Sie haben es getan. Die EU-Politiker um Draghi, Schäuble & Co. konnten den Brief aus Athen gar nicht erwarten. Und egal, was drinstand - man war auf jeden Fall bereit alles, wirklich ALLES hineinzulesen was nötig war, um Griechenland weiter durchzuschleifen.

Abgesagte Privatisierungen, neue Wohlfahrtsversprechungen ohne Gegenfinanzierung, übelste Beleidigungen und Tricksereien in Richtung Brüssel und Berlin - alles vergessen, Hauptsache, die Show geht weiter.

Griechenland war und ist pleite. Das Land hätte dem Euro-Währungsraum nie beitreten dürfen. Eigentlich sind sich alle darüber einig, nur darf man es nicht aussprechen. Ganz wie im Märchen vom Kaiser ohne Kleider.

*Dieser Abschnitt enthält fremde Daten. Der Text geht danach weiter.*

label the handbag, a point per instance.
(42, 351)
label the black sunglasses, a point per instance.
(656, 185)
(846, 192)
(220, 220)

Bei Tragödien steht das schlimme Ende schon am Anfang fest. So auch hier. Man kann die Marktmechanismen nicht ewig ignorieren oder gegen sie anfinanzieren (siehe Euro-Bindung des Franken). Der Tag der Abrechnung, der Tag des Begreifens der Fakten wird kommen und je länger es bis dahin dauert, desto schlimmer für alle.

Für die europäischen Zahler und auch für die griechischen Bürger. Schäuble hatte durchaus Recht mit seiner Formulierung, dass sie ihm Leid tun. Es könnte ihnen längst besser gehen. Mit einer Drachme, die abwerten kann und einem dann logischen Hilfspaket aus Brüssel.

Jetzt heißt es erstmal weiter: lernen durch Schmerzen. Schade eigentlich.